— Вот как? — Он сжал в ладонях ее лицо, повернул насильно: наивность или бесстыдство? — Ты намекаешь, что готова заниматься любовью свободно, без формальностей?
Она попыталась освободиться, он не отпускал, уже осознавая себя побежденным: конечно, он не устоит, не святой Иосиф, а она бросит его, наигравшись до смерти — до его смерти, такой желанной сейчас, как страсть. Так вот не бывать же этому! Оттолкнул так, что она едва не упала, и уехал в ту же ночь домой.
Жить не имело смысла, но он жил, то есть лежал одетый на кровати (дверь на крючке), взрываясь время от времени на мамины приставания: «Занимаюсь! Занят! Меня нет! Ночью кушал!» Монастырские вериги, бичи и власяница — отнюдь не идиотство, нет, не юродство, а может быть, единственная защита от женщины, от ведьмы. Все силы его были напряжены и сосредоточены на одном: как бы не сбежать в Орел. Я в абсолютно безвыходном положении, а она смеется надо мной. Ладно, пусть смеется, согласен, только бы избавиться от этой пытки… на одну ночь? Нет! Но ведь она сама предложила, и вдруг после этого она полюбит меня, да, я сглупил, отказавшись, надо ехать! Нет! Почему нет? Тебе, идиоту, предлагают свободную любовь… Лучше умереть. Умереть? В Милом? парабеллум в порядке. А что если она вправду сумасшедшая? И бабушка у нее со странностями, явно меня ненавидит, никогда не разговаривает… Господи! какое имеет значение, сумасшедшая она или развратна, если я жить без нее не могу! И с ней не могу, не хочет. Значит, ехать в Милое? Или к ней? Надо ехать к ней, насладиться напоследок, а потом в Милое. Да, это, пожалуй, выход. Но разве я смогу уехать от нее? Или взять парабеллум заранее? Или дожидаться, пока сама прогонит, как больной верный пес валяться у ног, лизать руки?.. Ее руки, я даже не представлял… нет, не надо! Впаду в горячку, свезут в палату, свяжут… Что же мне делать? Иисусе Светлейший, Сыне Божий, припадая к драгоценным стопам Твоим, я, неверный и недостойный, молю и молю…

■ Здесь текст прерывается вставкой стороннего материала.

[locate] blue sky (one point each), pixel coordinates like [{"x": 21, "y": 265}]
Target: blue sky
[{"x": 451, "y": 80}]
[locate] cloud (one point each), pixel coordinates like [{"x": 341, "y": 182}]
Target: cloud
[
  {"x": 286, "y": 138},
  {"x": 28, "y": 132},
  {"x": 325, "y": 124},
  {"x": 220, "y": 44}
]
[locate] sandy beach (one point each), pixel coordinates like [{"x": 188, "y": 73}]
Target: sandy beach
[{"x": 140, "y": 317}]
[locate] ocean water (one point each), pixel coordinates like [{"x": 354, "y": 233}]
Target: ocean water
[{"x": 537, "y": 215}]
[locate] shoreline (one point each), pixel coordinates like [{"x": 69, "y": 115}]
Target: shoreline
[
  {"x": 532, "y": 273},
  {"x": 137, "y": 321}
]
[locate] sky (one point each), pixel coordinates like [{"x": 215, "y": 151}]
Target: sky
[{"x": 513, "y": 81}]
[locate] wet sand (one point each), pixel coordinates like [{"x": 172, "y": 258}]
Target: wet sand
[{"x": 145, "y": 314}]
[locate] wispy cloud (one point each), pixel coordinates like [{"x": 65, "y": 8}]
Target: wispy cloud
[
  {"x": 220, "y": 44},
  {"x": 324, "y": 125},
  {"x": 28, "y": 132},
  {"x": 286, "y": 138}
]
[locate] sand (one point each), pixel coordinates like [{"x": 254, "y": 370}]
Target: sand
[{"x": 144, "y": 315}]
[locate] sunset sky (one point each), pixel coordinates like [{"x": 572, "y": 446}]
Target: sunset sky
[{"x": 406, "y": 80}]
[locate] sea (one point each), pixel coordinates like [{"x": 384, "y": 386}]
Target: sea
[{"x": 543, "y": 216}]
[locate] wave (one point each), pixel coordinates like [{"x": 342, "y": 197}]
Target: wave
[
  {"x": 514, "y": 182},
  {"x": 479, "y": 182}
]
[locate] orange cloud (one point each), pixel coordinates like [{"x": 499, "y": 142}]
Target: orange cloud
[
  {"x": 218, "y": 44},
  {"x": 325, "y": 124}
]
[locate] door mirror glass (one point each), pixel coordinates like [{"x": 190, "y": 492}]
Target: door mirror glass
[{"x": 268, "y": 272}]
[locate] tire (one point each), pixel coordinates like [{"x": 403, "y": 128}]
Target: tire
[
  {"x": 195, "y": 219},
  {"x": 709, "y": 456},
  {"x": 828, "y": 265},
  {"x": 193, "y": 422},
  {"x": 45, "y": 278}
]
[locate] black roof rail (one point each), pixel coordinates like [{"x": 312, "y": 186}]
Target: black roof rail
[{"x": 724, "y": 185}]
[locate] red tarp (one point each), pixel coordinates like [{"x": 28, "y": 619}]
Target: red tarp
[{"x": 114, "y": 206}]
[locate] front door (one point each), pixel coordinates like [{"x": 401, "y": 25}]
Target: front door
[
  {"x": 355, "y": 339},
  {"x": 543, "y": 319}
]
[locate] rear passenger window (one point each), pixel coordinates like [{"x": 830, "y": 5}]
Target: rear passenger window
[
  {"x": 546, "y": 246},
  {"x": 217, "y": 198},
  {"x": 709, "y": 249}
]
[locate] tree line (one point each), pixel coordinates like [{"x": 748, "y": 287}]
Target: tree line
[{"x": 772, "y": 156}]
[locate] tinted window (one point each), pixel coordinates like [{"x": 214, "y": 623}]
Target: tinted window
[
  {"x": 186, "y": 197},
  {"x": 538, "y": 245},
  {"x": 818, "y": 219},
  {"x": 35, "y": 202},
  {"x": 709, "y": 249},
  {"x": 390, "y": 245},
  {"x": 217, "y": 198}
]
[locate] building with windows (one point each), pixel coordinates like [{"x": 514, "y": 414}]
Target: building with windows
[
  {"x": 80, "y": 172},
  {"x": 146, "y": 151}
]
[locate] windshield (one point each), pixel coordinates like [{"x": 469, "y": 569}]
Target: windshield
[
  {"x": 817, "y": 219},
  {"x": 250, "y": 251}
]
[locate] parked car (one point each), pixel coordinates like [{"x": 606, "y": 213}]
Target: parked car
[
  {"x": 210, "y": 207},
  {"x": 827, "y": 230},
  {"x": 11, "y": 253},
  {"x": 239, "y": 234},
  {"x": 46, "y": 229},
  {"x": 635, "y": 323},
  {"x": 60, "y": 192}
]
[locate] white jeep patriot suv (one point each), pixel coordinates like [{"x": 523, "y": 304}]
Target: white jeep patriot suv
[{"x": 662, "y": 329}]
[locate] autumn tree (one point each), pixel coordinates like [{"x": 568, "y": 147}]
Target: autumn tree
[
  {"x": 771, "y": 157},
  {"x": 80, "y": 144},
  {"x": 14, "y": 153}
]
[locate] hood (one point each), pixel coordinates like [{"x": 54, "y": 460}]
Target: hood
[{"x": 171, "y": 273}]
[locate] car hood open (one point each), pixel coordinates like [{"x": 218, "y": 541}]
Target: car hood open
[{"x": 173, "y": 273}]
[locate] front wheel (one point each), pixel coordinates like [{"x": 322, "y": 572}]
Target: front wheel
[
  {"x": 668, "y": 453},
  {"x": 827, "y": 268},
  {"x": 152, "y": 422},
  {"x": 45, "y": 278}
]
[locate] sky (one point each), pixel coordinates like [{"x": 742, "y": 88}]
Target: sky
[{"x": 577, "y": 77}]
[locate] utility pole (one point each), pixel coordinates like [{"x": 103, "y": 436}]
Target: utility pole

— Или ты немедленно откроешь — или я взломаю дверь! — взревел отец откуда-то из далекого далека, из другой жизни, другого времени. А сколько прошло времени? Митя встал, пошатываясь, сдернул крючок. — На кого ты похож!
Вяло пожал плечами, направился через прихожую в туалет, мама нервно курит, отец бросил:
— Возьми, кстати, трубку, эти бесконечные звонки…
Взял, гаркнул:
— Ну?
— Митя, это я.
Жизнь вернулась стремительно, подставив дряхлое кресло для падения, упал, успев прохрипеть в последней атаке, перед последней высотой:
— Откуда ты?
— С Курского.
— Сейчас! Секунду! Не вешай трубку, ты слышишь?
— Да, да.
Жизнь восстанавливалась и во внешнем мире, перестали качаться вещи и вещицы, отцовский халат, материнский дымок, свет в абажуре…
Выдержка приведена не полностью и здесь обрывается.